香浓浓记得在梦里,那个香浓浓也是一再断然拒绝做老太傅的义女。
如此那个香浓浓自然也不会怪她,伤了吕清风的心,毕竟她们虽然在一个身体里,但终究是不一样的心思,她没法成全她,从而成全吕清风。
现在她只希望她们能尽快合二为一,至于合二为一后,会如何决定,那就再说了。
吕清风脸上露出痛苦的表情,桃花眼里竟然起了一层雾气,委屈而又不甘心地开口。
“浓浓,你这是恢复记忆,又失忆了吗?在海岛上你喊我清风哥哥,现在又吕清风。”
香浓浓想了想,为了造成不必要的误会,她还是索性跟他挑明了。
“吕清风,你还记得你陪我去白云观求安神符吗?”
吕清风微微点头,不解地反问道:“这有关系吗?”
香浓浓深深叹息一声,苦笑道:“有,关系很大。你还记得我问无妄道长,‘我因病失忆,总觉得有两个自己在身体中,梦魇不断,可有破解之法’的事情吗?”
吕清风愣了,而后脸上露出一抹恍然,试探着问道:“你的意思是你非你?”
香浓浓摇摇头,郑重说道:“有两个自己在身体里,那个我记忆都是完整的,所以在海上仙山她喊你清风哥哥,说你是她未婚夫,一切尽在情理中。”
“可我是被放印子的刀疤脸弄晕后醒来的我,在这之前的事情,我都不记得了,你明白吗?所以我对你也没有任何感觉,相反,我救下了阿正,跟他一起开起了莫愁客。”

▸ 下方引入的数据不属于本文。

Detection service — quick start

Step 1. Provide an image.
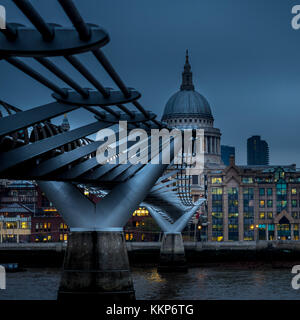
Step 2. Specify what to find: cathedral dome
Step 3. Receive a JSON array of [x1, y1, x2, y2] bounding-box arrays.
[[162, 52, 213, 121], [162, 90, 213, 120]]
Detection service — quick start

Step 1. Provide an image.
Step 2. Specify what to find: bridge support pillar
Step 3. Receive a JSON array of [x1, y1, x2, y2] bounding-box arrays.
[[58, 231, 135, 302], [157, 232, 187, 272]]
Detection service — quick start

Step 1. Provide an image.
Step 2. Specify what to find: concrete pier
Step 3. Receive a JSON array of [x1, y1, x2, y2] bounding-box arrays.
[[157, 232, 187, 272], [58, 231, 135, 301]]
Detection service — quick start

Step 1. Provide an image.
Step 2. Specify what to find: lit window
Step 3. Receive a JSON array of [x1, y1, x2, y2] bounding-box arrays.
[[268, 212, 273, 219], [21, 221, 29, 229], [211, 188, 223, 195], [242, 177, 253, 183], [211, 178, 222, 184], [267, 200, 273, 208]]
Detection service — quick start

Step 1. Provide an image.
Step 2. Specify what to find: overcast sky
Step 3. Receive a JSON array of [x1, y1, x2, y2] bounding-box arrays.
[[0, 0, 300, 167]]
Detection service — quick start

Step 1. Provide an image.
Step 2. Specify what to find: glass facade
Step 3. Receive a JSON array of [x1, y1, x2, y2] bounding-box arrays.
[[227, 188, 239, 241], [212, 188, 224, 241], [243, 188, 254, 241]]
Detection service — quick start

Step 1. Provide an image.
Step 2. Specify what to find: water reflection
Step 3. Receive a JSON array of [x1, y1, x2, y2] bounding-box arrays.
[[0, 265, 300, 300]]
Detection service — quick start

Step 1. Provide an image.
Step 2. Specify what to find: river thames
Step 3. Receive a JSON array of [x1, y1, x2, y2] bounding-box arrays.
[[0, 265, 300, 300]]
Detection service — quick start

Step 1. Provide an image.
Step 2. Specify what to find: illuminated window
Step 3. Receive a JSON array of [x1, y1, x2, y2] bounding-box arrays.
[[21, 221, 29, 229], [242, 177, 253, 183], [211, 188, 223, 195], [267, 200, 273, 208], [4, 222, 18, 229], [132, 208, 149, 217], [211, 178, 222, 184], [268, 212, 273, 219]]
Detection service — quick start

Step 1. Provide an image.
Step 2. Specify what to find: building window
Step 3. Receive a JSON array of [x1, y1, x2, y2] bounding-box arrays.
[[21, 221, 30, 229], [211, 178, 222, 184], [267, 200, 273, 208], [227, 188, 239, 241], [4, 221, 18, 229], [192, 175, 199, 184], [268, 211, 273, 219], [242, 177, 253, 183], [132, 208, 149, 217], [292, 211, 298, 219]]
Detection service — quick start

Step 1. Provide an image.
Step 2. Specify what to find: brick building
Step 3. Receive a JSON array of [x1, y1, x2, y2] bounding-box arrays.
[[207, 157, 300, 241]]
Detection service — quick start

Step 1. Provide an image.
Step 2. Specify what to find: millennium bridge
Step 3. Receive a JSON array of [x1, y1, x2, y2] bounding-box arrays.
[[0, 0, 205, 301]]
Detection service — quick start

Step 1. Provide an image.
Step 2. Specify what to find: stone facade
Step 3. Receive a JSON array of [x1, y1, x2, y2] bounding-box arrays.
[[207, 157, 300, 241]]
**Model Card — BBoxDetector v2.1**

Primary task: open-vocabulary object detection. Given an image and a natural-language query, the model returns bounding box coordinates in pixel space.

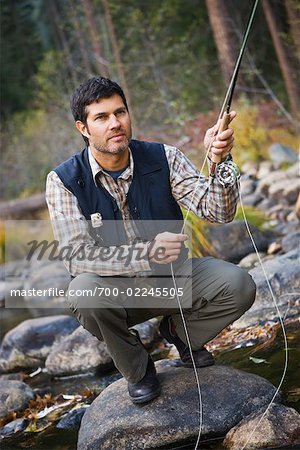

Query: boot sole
[182,360,215,369]
[129,388,161,405]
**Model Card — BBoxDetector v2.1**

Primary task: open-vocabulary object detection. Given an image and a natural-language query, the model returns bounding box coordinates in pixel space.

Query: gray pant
[68,257,256,383]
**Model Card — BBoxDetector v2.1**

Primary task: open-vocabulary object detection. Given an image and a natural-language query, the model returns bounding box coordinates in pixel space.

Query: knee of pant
[229,267,256,311]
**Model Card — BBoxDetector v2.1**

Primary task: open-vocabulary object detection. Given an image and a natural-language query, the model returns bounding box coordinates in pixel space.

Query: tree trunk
[49,0,78,87]
[102,0,138,134]
[206,0,236,84]
[285,0,300,63]
[261,0,300,117]
[69,0,93,77]
[81,0,109,78]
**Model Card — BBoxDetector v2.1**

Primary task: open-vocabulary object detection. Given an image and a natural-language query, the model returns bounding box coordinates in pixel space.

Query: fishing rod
[209,0,258,187]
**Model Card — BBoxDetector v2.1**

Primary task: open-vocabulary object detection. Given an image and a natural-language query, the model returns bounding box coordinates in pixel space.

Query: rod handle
[211,111,230,164]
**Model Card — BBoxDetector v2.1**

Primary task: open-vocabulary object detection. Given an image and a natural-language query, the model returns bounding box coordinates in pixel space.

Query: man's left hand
[204,111,236,159]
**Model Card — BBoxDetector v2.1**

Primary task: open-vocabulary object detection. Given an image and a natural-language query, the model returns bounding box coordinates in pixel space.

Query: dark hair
[71,77,128,145]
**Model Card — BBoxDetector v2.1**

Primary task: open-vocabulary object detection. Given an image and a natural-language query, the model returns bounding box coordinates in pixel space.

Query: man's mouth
[109,133,125,141]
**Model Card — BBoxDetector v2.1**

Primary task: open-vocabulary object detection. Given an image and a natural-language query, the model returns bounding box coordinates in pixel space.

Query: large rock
[269,144,297,164]
[269,178,300,205]
[45,326,113,375]
[0,315,79,372]
[281,231,300,253]
[223,404,300,450]
[0,380,34,417]
[77,360,276,450]
[209,221,275,263]
[233,248,300,328]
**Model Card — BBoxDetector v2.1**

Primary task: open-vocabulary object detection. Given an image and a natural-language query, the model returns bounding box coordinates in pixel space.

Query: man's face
[76,94,131,155]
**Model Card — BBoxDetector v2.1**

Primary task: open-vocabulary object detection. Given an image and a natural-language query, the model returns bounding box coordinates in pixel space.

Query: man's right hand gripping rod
[210,111,230,178]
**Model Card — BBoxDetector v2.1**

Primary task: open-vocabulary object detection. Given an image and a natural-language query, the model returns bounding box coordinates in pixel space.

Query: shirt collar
[88,147,133,186]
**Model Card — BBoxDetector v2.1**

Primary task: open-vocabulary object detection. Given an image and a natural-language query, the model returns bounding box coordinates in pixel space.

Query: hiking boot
[128,356,161,404]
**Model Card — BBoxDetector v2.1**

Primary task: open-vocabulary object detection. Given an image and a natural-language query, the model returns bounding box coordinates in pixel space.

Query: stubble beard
[93,137,129,155]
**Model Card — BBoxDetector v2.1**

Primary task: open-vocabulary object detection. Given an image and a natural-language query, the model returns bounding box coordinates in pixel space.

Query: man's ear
[75,120,90,139]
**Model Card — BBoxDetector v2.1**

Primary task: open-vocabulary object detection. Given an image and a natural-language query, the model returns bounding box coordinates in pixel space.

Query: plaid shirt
[46,145,238,276]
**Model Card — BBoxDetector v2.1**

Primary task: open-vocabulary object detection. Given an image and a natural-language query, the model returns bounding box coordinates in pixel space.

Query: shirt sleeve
[46,171,151,276]
[165,145,238,223]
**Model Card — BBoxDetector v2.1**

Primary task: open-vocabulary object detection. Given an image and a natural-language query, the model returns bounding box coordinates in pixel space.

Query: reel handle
[211,111,230,164]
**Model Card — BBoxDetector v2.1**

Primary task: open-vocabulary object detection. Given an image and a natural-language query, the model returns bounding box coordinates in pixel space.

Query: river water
[1,311,300,450]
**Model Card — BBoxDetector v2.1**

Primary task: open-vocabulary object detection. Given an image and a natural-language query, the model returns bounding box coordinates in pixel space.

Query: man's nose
[109,114,121,129]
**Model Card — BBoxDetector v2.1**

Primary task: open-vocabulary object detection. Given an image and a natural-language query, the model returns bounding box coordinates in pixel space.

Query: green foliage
[0,0,42,118]
[232,97,299,166]
[233,99,268,165]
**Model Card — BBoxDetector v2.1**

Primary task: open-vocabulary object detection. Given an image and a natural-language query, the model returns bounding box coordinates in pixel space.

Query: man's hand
[204,111,236,159]
[148,231,188,264]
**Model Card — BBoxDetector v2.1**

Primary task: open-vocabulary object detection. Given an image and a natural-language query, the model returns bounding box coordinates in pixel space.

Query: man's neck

“我对他的感情那是实实在在的,就像我失忆之前那个我,跟你那十五年实实在在感情一样。所以,不要再为难我,我很就苦恼,何去何从。”
说着她陷入了无法自拔地痛苦中。
她又何尝愿意辜负吕清风这青梅竹马?
毕竟他是那个香浓浓的意中人,而且也是理论上最宜嫁之人。
只是她真的不行啊。
她有她自己的想法,任何事都可以勉强,但是感情不能。
傅景正听到她讲出了她的病情,心里莫名轻松,不管怎么说吕清风知道真相,总是好的。
他伸手轻轻按在香浓浓肩膀上,给她无声的安慰与支持。
吕清风看到那双手,猛然抬头,怒视傅景正。
但当他看到他那坦然而又决然地目光,瞬间又颓然。
香浓浓的话,他听明白了。
香浓浓并没有找回记忆,她身体里有两个自己,一个记得他,一个不记得他,他能怎样?
“浓浓,你总该相信你那有十五年记忆的自己的选择吧?”
吕清风挣扎着说出这句话,来为自己在香浓浓心里加筹码。
香浓浓苦笑:“当然相信,而且甚至认可她的选择,可我跟你实在是不熟啊,因为失忆。”
这话吕清风心里拔凉,那双桃花眼也是暗淡无光。
香浓浓竟然跟他说不熟,但他又很快给与理解,毕竟她失忆了。
“我回去读书了。”
吕清风颓然叹息一声,转身往回走,心情低落到极点。
香浓浓看他步履蹒跚,宛若老人,心中很是不忍。
她忙出声说道:“吕清风你只管安心备考,多跟老太傅请教,至于其他的事情,等我病好了,自然会有个了断,但不管未来如何,你都是陪伴我十五年的清风哥哥。”
吕清风顿住脚步,扭头给她一个暖笑:“浓浓,你放心,我会高中状元,给你也给我自己一个叫待,决不辜负老太傅及皇上的厚望。”
听他这么说,香浓浓放心了。
吕清风是个有格局的认,他不会让自己沉溺在儿女情中颓废。
吕清风走后,香浓浓感觉自己累了,轻叹一声:“阿正,送我回去吧,你也该回去了。”
皇上如今还在通县,他们这样过于亲密,难免会招来不必要的麻烦。
傅景正随即将她送回到房间,叮嘱影霜影雨好生照看,便回到了行宫。
行宫里元极帝已然从中都赶过来的镇国公嘴里得知曾经发生叛乱的全过程。
他心里跟明镜似的,这就是一场有预谋的弑君篡位。
都将算盘打在他的头上了,能忍吗?
元极帝恨不得现在就下令斩杀六皇子和徐海道。
但他作为帝王,也深谙帝王之术,需要平衡牵制各方势力。
杀了六皇子和徐海道,谁能保证太子跟镇国公老太傅他们不会成为下一波弑君篡位?
“香爱卿,你如何看待这事?背后是谁在作祟?”元极帝沉声询问。
镇国公心里明白,却不敢说出来,只是小心翼翼地回道:“皇上,微臣认为应该是有人趁着您来通县游玩,故意制造事端来来陷害老臣而已。”
他将弑君谋逆之罪给避重就轻,说成对他的算计。
元极帝心里登时舒服多了。
毕竟哪个皇帝也不希望自己手下的人谋逆。
“镇国公,你可否得罪了什么人?”
镇国公忙行礼回道;“回皇上,微臣性格向来懦弱,不与人为敌,就算别人欺负了,也会往后退三步,怎么可能会得罪人?可能是微臣太过中庸,洁身自好,从而与那些私下勾连的权臣格格不入,从而成为他们眼中钉,肉中刺,继而想拔出而后快。”
元极帝点点头:“爱卿这话说的在理,朕倒是喜欢你这性子,当年在战场上也是铁血汉子,在朝堂上却能低调内敛,不张扬跋扈,不结党营私,甚是难得。”